Canal-Pride in Amsterdam 2003

 

CSD einmal anders -  dieses Motto (u.a.) zog uns am ersten August-Wochenende 2003 nach Amsterdam. 13 Leute am Wochenende in Amsterdam unterzubringen - und das noch möglichst preisgünstig - ist ein Kunststück für sich, aber dank Internet und ein bisschen Glück klappte das sogar.
Im Laufe des Freitag trudelte die Mannschaft nach und nach in der Grachtenstadt ein. Unser gemütliches Hotel lag unweit von Concertgebouw und Museumplein, also nah am Zentrum, das per Tram in wenigen Minuten zu erreichen war. Der Freitagnachmittag wurde in der Stadt verbummelt. Zum Abendessen stürzten wir uns mitten ins Touri-Zentrum am Leidseplein, dann zog es uns Richtung Szene an Rembrandtplein und Amstel. Am Vorabend des Canal-Pride war hier  natürlich die Hölle los - in die Kneipen kam man gar nicht erst rein, Bier gab's draußen an Bierständen mit kräftiger Beschallung. Schließlich fanden wir ein Eckchen in einem ganz „normalen“ Straßencafé am Rembrandtplein, von wo aus wir einen tollenmAusblick auf die vorbeiflanierenden Herren der Schöpfung hatten.

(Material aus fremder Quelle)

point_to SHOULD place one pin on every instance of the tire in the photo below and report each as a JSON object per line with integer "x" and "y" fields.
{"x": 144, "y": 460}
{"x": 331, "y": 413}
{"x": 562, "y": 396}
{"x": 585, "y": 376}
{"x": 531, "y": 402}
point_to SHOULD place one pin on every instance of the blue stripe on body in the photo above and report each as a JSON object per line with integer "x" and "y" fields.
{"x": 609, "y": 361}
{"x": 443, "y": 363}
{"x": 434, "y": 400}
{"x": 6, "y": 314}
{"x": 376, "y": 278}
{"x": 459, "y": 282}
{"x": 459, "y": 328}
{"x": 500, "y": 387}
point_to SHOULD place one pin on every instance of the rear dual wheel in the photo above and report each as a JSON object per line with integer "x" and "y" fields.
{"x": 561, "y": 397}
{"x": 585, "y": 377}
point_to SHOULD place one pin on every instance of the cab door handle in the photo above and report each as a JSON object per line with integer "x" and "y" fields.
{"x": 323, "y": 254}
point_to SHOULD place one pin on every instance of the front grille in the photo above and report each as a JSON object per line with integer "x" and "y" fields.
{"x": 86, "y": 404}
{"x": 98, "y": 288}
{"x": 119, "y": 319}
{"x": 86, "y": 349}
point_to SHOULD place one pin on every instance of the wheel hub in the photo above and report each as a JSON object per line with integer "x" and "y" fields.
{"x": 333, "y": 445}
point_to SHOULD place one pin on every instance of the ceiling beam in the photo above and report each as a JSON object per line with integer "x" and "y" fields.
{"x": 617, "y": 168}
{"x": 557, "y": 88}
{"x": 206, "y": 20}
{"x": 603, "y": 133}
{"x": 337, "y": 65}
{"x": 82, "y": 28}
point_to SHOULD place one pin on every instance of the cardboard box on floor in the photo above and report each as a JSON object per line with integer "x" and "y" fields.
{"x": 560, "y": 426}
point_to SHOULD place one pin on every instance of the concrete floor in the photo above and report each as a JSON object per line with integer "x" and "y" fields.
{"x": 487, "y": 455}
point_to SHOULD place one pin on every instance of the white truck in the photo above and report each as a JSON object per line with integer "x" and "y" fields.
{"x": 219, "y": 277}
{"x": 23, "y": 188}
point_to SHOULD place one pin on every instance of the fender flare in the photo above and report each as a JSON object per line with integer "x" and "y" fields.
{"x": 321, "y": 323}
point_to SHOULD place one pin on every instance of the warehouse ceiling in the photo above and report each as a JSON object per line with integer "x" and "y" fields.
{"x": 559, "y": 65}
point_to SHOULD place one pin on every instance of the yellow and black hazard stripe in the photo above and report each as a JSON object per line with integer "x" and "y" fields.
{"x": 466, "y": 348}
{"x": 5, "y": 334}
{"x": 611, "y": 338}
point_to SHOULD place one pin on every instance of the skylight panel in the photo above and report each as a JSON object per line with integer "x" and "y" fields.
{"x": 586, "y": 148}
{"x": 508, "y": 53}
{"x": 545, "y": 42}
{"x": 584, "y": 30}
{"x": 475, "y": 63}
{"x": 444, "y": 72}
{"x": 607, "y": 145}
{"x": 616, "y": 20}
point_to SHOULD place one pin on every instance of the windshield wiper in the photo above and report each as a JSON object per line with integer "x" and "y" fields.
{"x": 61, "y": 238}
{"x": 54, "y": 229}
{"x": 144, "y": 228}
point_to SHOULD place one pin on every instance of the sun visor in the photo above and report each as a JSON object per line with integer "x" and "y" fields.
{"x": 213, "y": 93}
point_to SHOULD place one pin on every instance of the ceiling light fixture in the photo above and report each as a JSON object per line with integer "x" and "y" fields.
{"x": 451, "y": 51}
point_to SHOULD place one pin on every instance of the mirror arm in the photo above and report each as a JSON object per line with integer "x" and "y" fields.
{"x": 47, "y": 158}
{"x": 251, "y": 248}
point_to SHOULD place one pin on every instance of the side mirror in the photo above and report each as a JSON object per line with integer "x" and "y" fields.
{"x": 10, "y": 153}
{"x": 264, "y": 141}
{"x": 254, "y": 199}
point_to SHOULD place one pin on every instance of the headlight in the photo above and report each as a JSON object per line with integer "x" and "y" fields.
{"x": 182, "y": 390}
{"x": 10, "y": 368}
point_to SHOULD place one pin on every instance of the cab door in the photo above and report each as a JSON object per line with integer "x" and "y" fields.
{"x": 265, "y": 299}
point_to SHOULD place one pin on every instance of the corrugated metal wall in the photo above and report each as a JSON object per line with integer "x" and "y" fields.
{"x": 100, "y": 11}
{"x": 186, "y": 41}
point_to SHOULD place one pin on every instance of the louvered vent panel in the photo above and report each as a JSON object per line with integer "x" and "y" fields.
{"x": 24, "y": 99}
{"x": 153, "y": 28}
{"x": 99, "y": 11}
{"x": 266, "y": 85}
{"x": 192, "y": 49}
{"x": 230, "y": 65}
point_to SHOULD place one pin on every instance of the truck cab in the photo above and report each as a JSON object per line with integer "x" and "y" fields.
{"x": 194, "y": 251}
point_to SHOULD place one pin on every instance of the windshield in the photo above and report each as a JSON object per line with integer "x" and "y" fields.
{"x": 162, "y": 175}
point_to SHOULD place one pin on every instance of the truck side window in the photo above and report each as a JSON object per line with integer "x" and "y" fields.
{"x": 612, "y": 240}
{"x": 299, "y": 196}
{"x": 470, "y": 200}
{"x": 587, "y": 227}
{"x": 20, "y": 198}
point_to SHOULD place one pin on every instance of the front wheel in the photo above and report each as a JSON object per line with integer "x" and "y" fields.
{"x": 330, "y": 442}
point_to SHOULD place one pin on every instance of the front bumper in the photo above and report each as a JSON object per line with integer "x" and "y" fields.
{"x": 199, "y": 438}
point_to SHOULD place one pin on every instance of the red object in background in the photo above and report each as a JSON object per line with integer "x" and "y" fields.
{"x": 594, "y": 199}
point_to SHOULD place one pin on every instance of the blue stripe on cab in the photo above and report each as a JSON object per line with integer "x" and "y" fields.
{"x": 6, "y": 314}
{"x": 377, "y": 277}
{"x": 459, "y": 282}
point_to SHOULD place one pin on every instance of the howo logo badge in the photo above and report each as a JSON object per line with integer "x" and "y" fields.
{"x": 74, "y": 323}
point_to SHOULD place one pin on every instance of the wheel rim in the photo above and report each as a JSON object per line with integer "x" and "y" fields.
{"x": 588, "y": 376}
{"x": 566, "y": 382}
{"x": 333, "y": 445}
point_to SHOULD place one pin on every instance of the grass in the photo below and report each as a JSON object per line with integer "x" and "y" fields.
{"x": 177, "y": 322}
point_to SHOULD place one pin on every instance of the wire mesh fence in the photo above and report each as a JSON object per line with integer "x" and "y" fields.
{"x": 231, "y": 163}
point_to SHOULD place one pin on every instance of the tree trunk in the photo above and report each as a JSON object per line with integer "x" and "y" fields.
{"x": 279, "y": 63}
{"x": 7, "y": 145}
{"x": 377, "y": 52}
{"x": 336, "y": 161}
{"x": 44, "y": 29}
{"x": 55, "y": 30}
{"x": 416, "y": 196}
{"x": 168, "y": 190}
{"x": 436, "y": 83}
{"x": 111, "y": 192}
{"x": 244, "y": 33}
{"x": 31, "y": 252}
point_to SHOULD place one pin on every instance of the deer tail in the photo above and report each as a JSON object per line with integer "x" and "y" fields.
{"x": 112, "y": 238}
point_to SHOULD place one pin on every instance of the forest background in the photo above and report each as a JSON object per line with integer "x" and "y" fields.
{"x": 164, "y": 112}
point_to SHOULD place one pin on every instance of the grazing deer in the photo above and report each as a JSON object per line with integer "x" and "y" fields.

Nach dem guten Frühstück am Samstagmorgen benahmen wir uns erst  mal ganz touri-mäßig und machten vom Hauptbahnhof aus eine Grachtenrundfahrt. So bekommt man nämlich am besten einen Überblick über das Stadtzentrum, und zu gucken gibt es viel. Danach stand der Albert-Cuyp-Markt auf dem Programm, der wirklich sehenswert ist und auf dem man so ziemlich alles kriegt. Gegen Mittag wurde es dann Zeit, sich ein Plätzchen für die Parade zu suchen. Zum Glück ist das in Amsterdam längst nicht so ein Problem wie beim CSD in Köln, da geht es noch etwas familiärer zu. Wir postierten uns an der Prinsengracht, einige in der prallen Sonne auf einer Brücke, die anderen lieber seitwärts im Halbschatten. Bis es endlich losging, wurde unsere Geduld noch etwas strapaziert. Aber die Parade selbst entschädigte uns für die Wartezeit mit einem Feuerwerk an fantasievoll geschmückten Booten, tollen Kostümen mit viel oder ganz wenig Stoff - und das, was in dem wenigen Stoff steckte, war meistens auch nicht zu verachten. Wir schauten und amüsierten uns stundenlang - jedenfalls einmal eine ganz andere Parade, als wir sie kennen. Eins ist allerdings genauso wie in Köln: irgendwann schmerzen die Beine, und man kann nicht mehr stehen. So verlagerten wir uns schließlich zum schwulen Straßenfest an der Westerkerk und machten von da aus einen Rundgang durch den Jordaan, ein altes Amsterdamer Viertel mit vielen witzigen Läden und Lokalen, das von Touristen nicht so überlaufen ist. Eine kleine Kneipe hatte eine Holzbank auf dem Bürgersteig postiert, die wir dankbar nutzten, um unsere müden Beine etwas zu schonen. Matthias betätigte sich sofort spontan als Kellner und kam mit einem Tablett Freibier wieder heraus - schließlich hatte er seinen Geburtstag genau auf das Datum des Canal-Pride gelegt!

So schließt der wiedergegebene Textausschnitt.